“Tren Kemasan” Dalam Pendidikan (Antara “Idealisme” dan “Realitas Proses”).
Ini adalah tulisan lama yang ditampilkan lagi sebagai bahan renungan ulang.
Kalau kita melihat Tujuan Pendidikan, maka Pendidikan bertujuan untuk mengantarkan manusia menuju tujuan penciptaanNYA. Menjadi khalifah dibumi dan untuk beribadah kepadanya. Atau dalam bahasa UNESCO, pendidikan mestinya memampukan pebelajar (siswa, murid) untuk memahami learning to Know, learning to Do, Learning to Live Together dan Learning to Be.
Tetapi sayang sekali kalau kita lihat sekarang ini, pendidikan seakan semakin jomlang sebelah. Yang namanya ‘olah rasa’ (Karakter, akhlaq, agama) sangat-sangat kurang diperhatikan. Kita bisa simak itu minimal secara kasat mata dalam prosentase pembelajaran mata ajar itu (olah rasa) disekolah. Untuk ilmu-ilmu olah rasa (agama, akhlaq atau sastra) sangat kecil, padahal semestinya harus ada perimbangan antara keinginan memampukan anak untuk hal-hal yang akali (sain) dengan ilmu lain (agama/akhlaq/Humaniora). Harus cukup berimbang antara meraih kesuksesan (achievable) dan Kebahagiaan (well-being).

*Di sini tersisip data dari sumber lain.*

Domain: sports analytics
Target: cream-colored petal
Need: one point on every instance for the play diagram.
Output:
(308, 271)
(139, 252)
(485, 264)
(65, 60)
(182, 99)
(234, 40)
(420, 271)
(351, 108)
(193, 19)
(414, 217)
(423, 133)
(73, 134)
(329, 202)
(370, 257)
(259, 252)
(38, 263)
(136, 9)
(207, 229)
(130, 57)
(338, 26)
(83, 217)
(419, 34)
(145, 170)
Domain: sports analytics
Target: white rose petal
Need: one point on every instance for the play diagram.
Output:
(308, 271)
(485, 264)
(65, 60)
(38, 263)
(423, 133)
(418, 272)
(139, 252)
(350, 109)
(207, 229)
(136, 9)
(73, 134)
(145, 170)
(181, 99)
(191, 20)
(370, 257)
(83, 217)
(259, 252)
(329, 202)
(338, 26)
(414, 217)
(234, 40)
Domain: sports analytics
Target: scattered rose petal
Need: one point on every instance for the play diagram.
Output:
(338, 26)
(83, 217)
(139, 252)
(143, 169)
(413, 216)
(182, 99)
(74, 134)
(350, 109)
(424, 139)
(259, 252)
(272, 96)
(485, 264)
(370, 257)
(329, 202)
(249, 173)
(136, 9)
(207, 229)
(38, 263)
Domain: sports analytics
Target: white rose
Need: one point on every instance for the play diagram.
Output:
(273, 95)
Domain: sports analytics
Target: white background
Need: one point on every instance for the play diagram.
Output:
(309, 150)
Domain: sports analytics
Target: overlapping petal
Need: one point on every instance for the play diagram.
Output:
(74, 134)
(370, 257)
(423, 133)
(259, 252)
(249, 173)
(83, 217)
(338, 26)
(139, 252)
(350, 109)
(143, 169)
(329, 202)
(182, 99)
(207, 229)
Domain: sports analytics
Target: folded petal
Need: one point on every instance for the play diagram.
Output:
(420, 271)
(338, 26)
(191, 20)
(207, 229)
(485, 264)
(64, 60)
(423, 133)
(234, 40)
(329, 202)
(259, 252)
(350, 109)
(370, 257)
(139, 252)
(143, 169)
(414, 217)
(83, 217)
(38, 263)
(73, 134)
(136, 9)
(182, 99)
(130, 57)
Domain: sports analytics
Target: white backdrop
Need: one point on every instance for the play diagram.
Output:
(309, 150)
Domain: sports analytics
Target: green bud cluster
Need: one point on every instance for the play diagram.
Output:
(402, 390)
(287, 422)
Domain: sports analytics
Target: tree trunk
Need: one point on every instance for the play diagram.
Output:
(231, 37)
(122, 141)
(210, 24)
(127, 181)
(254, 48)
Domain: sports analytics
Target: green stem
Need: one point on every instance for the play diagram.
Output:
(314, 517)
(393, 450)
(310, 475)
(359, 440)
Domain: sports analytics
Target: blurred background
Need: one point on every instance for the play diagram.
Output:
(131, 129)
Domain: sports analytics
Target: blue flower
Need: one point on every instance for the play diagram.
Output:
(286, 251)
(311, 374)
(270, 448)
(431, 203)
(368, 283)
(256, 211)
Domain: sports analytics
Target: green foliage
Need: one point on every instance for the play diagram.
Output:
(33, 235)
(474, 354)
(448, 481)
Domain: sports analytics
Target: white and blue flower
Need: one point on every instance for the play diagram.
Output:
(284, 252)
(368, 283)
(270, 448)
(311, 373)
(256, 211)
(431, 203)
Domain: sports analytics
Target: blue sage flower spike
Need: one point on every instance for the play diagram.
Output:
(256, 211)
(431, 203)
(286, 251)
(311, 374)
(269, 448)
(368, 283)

Disamping itu fenomena yang lebih memprihatinkan adalah “TREN KEMASAN”. Dimana kemasan dibuat semenarik mungkin untuk “sukses”, sementara mengurangi atau kurang memperhatikan konten atau isinya.
Kita bisa lihat itu disekolah-sekolah yang cukup “maju”. Karena kemasan oke, intertain bagus, kerja entrepreneur oke, blow-up bagus, akhirnya ‘terkesan’ sekolah-sekolah itu hebat. Maka orang berbondong-bondong masuk kesekolah-sekolah seperti itu. Karena animo masyarakat untuk mendaftarkan kesekolah-sekolah seperti itu bagus. Maka sekolah itu seperti itu akan mampu menseleksi murid-muridnya. Ambil contoh yang mendaftar sampai 1000 orang, sementara yang diterima hanya 300 orang. Maka sekolah seperti itu mampu untuk mendapatkan in-put yang bagus. Karena in-put bagus, jelas akhirnya out-put ‘secara’ umum sekolah seperti ini menjadi bagus. Walau seandainya prosesnya hanya rata-rata, bahkan kurang.
Yang lain lagi, karena sekolah favorite, maka “patokan kecurangan” dalam UN dibuat “tinggi” (Dalam imagi masyarakat lumrah kalau sekolah itu nilai UN-nya tinggi bahkan tertinggi). Dan yang menjadi masalah adalah, tidak sedikit sekolah seperti ini, ‘kemasan’ itulah yang jadi penekanan dalam kebijakan sekolah (walau bukan total).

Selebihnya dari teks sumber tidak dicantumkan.